L'entreprise familiale, en concurrence avec des producteurs d'Amérique du Sud, des Pays-Bas et même de Chine, a vu passer sa production de 3 millions de roses par année dans les années 90 à seulement 650 000 aujourd'hui. «C'est très difficile de faire concurrence à des pays où il fait chaud à longueur d'année», indique Marie Lampron, directrice du marketing de Rose Drummond et fille des fondateurs.

Pour y arriver, l'entreprise a misé sur les fleurs haut de gamme. Les rosiers, qui poussaient autrefois en pleine terre, poussent maintenant sur des tables dans un substrat de noix de coco. «Les plants sont renouvelés aux trois ans, nous utilisons des engrais biologiques et nous luttons contre les insectes avec des prédateurs naturels. Tout ça influe sur nos coûts, évidemment. »

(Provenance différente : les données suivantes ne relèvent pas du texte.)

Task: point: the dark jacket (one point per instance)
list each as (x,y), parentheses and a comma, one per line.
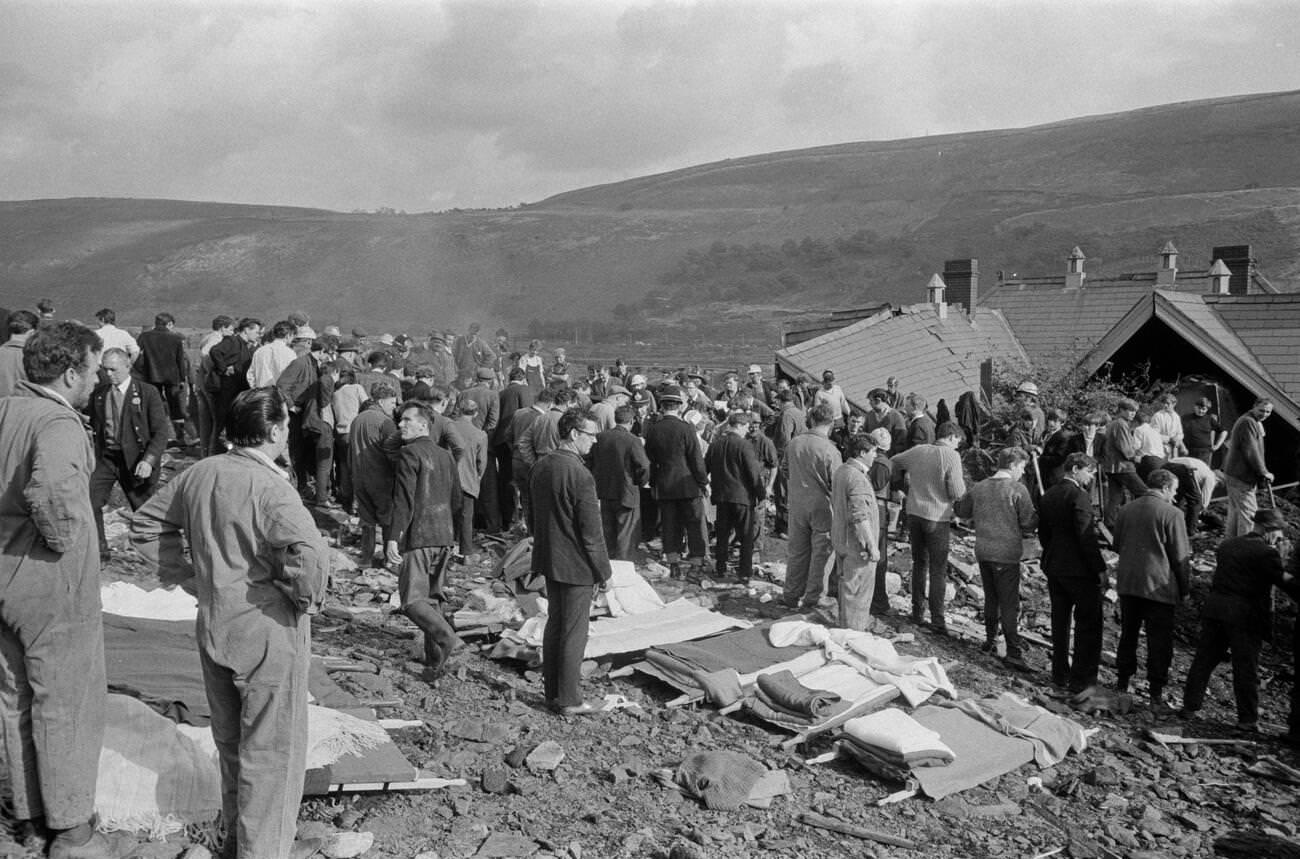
(676,461)
(427,495)
(161,359)
(568,542)
(1069,533)
(620,467)
(735,474)
(1151,537)
(1246,571)
(143,426)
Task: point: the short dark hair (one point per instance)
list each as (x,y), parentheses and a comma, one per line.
(949,429)
(820,415)
(53,350)
(858,443)
(254,413)
(1161,478)
(572,420)
(382,391)
(1009,456)
(22,321)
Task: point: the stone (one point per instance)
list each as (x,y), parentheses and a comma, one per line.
(545,758)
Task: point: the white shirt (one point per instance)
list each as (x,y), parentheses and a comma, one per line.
(269,361)
(115,337)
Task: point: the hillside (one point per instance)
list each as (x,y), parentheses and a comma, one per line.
(741,242)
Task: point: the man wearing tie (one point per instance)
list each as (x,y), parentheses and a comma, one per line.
(130,428)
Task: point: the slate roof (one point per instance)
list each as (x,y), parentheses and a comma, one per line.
(1058,325)
(937,358)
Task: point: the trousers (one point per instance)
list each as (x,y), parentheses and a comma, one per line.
(564,642)
(1216,642)
(259,721)
(930,543)
(622,526)
(1135,614)
(1075,598)
(735,520)
(52,690)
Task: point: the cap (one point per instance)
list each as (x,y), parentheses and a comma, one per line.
(1270,519)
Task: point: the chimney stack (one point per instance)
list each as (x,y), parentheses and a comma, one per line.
(935,295)
(1239,260)
(962,280)
(1074,273)
(1220,277)
(1168,270)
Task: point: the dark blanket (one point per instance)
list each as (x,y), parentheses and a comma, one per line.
(157,662)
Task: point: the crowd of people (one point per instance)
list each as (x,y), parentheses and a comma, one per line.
(430,443)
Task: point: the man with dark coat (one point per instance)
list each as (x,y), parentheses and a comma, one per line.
(1075,572)
(130,430)
(568,550)
(1238,616)
(677,478)
(736,484)
(1151,580)
(427,500)
(620,468)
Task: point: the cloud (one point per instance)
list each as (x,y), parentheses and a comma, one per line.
(423,105)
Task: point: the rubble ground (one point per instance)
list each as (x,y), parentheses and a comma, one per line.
(541,785)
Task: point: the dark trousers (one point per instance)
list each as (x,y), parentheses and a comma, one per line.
(741,521)
(622,526)
(930,542)
(1002,603)
(1216,642)
(681,521)
(564,642)
(112,468)
(466,526)
(1075,598)
(505,485)
(1135,614)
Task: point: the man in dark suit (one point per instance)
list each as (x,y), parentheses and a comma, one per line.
(620,468)
(130,429)
(677,478)
(736,481)
(568,550)
(1075,573)
(163,364)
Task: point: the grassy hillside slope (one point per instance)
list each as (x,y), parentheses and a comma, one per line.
(703,241)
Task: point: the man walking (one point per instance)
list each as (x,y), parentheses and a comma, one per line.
(427,500)
(1075,572)
(1004,516)
(51,637)
(1244,468)
(568,550)
(1151,580)
(810,461)
(620,469)
(259,568)
(1238,616)
(934,484)
(130,430)
(736,482)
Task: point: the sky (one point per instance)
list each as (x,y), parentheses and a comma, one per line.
(436,104)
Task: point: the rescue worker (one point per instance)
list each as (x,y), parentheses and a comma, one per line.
(259,568)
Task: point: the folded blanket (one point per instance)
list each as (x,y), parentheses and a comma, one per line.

En plus du marché des roses haut de gamme, qui représente toujours 80% de la production, Rose Drummond a dû commencer à diversifier ses produits. Depuis peu, l'entreprise fait pousser des fraises biologiques et de l'ail. «C'est un produit extrêmement frais que les clients apprécient beaucoup», assure Mme Lampron.

L'effet est bien moins romantique... et l'odeur, plutôt différente. «On n'a pas le choix. On suit le marché!», dit Mme Lampron.